Despite what I know, every now and then I wonder if what we are doing is worth it – maybe the situation in Uganda’s health care system isn’t ALL that bad.

Then, I read an opinion piece by Frederick Golooba-Mutebi in this weeks East African:

Maternal deaths: Why Ugandans are victims of their own civic incompetence

Recent media reports detailing the tragic deaths of expectant women and their unborn or newly-born babies in referral hospitals and health centres across the country have laid bare the crisis in Uganda’s healthcare system and made a laughing stock of the NRM government and its extravagant but empty claims about being focused on service delivery.

The anger, despair and disgust the many preventable deaths have caused are captured in the decision, reported in this column last week, by activists to take the matter into their hands and drag the Museveni government to court.

Reports from the “grassroots” indicate that in some cases relatives of the victims take matters into their own hands and threaten health personnel with violence. Others, however, behave as if their experience were the natural order of things and simply return home to bury their dead.

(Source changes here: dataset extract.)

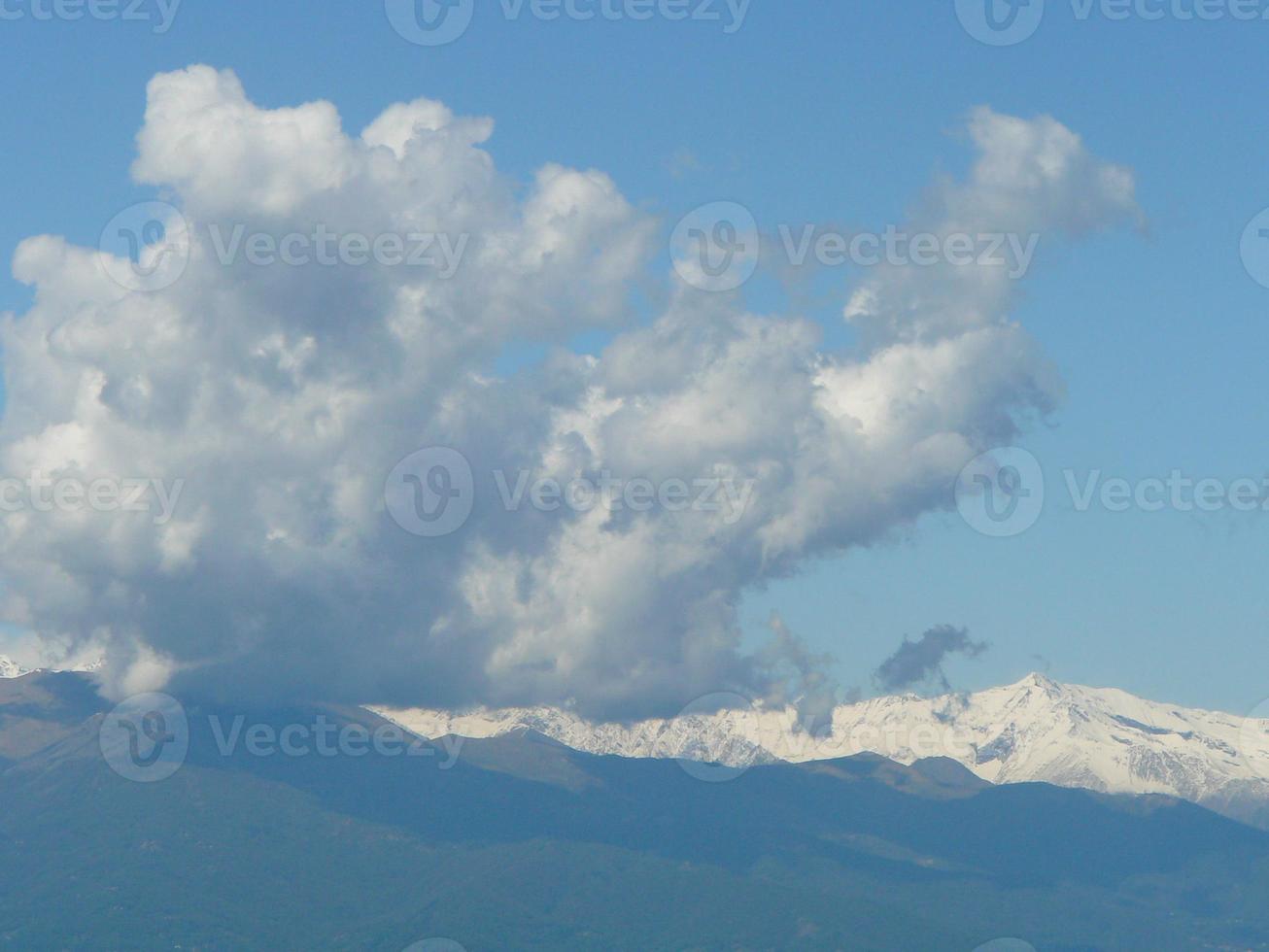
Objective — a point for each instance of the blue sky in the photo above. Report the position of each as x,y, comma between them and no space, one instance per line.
828,112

Before the decision of activists to enlist the law, only in a few isolated cases had victims of Uganda’s shambolic maternal health services sought to enlist the help of the police or courts of law. Two cases stand out.

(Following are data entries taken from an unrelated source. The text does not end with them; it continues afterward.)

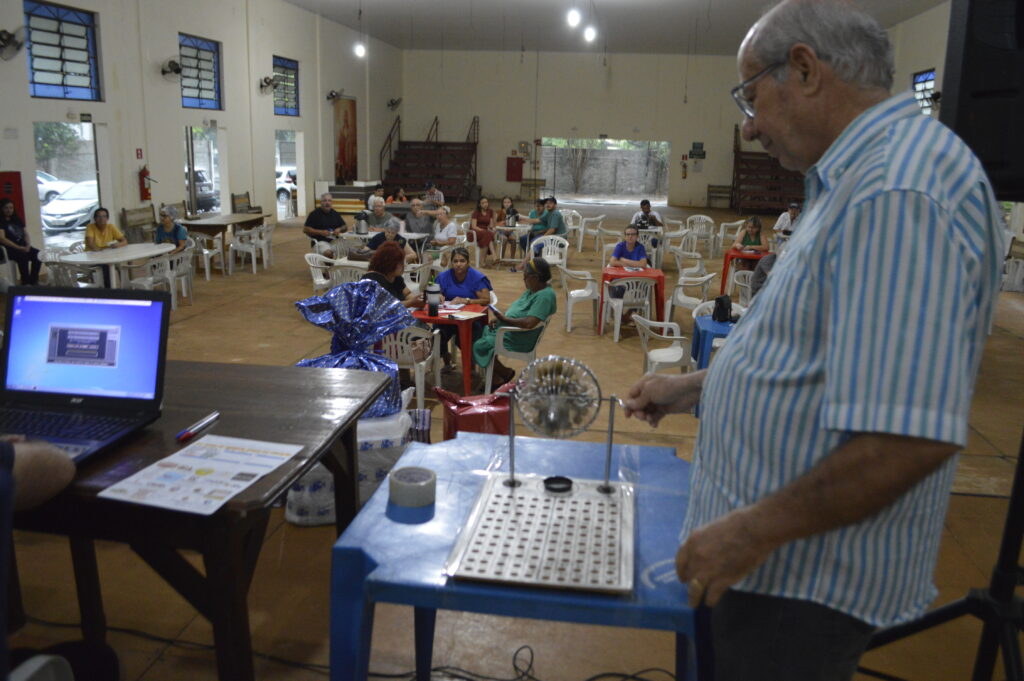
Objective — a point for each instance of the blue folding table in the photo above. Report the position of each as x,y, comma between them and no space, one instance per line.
397,555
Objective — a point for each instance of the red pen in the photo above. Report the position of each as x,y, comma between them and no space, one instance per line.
190,431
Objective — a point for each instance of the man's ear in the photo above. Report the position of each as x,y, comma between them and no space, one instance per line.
805,61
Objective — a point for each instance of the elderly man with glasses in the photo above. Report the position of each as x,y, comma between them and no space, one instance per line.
816,516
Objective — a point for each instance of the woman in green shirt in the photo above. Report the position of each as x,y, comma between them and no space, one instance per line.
532,307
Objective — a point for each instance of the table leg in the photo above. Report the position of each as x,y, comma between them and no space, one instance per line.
90,599
466,349
424,619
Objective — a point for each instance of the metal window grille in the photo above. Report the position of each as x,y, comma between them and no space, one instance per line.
200,72
924,88
62,59
286,95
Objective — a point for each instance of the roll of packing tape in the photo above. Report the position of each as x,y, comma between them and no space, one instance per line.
413,486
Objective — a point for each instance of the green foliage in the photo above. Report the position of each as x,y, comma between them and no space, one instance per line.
54,139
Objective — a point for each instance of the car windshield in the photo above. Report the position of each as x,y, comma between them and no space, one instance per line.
80,192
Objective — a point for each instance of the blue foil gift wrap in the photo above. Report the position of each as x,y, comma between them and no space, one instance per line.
359,314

One involved the death in early May of one Joyce Nabatanzi at Nakaseke Hospital, allegedly because nurses had been negligent. I have no idea how or where the story ended. However, a senior officer who claimed his staff were hardworking attributed the incident to the hospital having run out of essential drugs and supplies without which lifesaving surgery could not take place. Several phone calls to the National Medical Stores had not led to the desired response. To make matters worse, the hospital did not have an ambulance to transfer the patient.

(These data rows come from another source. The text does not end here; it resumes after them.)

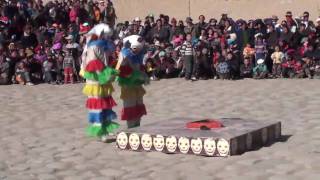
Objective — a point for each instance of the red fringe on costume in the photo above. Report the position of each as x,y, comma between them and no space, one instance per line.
95,65
125,71
100,103
132,113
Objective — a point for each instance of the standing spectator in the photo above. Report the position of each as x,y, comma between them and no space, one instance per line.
260,47
48,68
108,13
260,71
189,29
200,25
160,32
246,68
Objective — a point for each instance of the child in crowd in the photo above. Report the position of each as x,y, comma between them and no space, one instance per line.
48,68
223,69
277,58
260,71
59,68
246,68
68,67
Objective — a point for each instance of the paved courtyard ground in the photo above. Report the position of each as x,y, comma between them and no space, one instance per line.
42,132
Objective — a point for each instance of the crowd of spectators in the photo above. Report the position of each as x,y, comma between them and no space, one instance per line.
43,43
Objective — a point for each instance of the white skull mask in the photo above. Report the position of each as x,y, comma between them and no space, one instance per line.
209,146
146,142
122,140
158,142
223,147
134,141
184,145
196,145
171,144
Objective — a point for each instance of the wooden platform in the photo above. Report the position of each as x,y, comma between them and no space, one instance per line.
171,136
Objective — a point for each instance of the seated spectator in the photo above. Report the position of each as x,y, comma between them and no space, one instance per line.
260,71
48,68
292,68
233,65
248,51
246,68
277,58
4,70
23,75
223,69
204,65
59,68
164,67
309,67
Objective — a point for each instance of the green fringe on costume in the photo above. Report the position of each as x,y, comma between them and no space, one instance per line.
136,78
98,131
103,77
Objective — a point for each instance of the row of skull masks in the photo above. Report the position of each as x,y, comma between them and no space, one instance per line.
208,146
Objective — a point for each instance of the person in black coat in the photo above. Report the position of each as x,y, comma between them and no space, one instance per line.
28,39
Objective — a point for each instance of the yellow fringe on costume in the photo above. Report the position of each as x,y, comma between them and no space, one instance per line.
98,90
132,92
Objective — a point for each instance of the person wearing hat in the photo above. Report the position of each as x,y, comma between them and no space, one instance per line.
164,66
290,22
260,47
200,25
260,71
108,13
131,79
190,28
160,32
29,39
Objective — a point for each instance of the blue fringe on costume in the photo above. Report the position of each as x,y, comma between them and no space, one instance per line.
101,117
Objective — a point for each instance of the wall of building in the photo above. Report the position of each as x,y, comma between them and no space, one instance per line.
246,9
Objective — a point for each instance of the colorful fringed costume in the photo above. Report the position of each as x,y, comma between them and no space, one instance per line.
98,88
131,78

The other was of a couple who lost a baby at Jinja hospital, also because of alleged negligence by nurses. The bereaved woman spoke for herself: “These people should improve. I heard countless insults from the nurses using obscene language. They handled me like I was a thief, pulling me from all sides.”

Unwilling to accept what had happened, her husband filed a case with the police. Here, as in Nakaseke, the hospital lacked drugs and supplies, as the father pointed out: “I bought everything since the hospital did not have the needed items to facilitate delivery.”

To add insult to injury, he could not get a post-mortem without coughing up more money: “Now someone tells me if I want a post-mortem, I have to give the pathologist transport.” According to a police officer on the scene, this was not the first time incidents of this kind were happening at the hospital.”

With all this in mind, it is difficult not to equate going to give birth at a public health facility in Uganda to going to war. As with combatants in war, here too, there is no way to tell whether one will come out alive.

There is, however, a sense in which combatants going off to war are better-off: They do not buy their own uniforms, guns, bullets, bombs, boots, or even food.

Meanwhile, expectant mothers going into government facilities must carry their own food, gloves, razor blades, sugar, tealeaves, bedding, basins and even saucepans. You have to see it to believe it. You would be forgiven for thinking they are moving house.

It is all too easy to buy into stories of the by now legendary negligence of health workers in Uganda. That is until you learn a thing or two about the conditions many face at work. Consider these statistics, which appeared in a recent newspaper report: Hoima hospital has 97 staff out of the 197 required. It requires 56 nurses but has only 34. It is run by eight doctors out of the required 35.

A brave nurse summed up how things work over there: “There is no other option than doing what we can and leaving what we can’t. What do we do when things are beyond our reach?”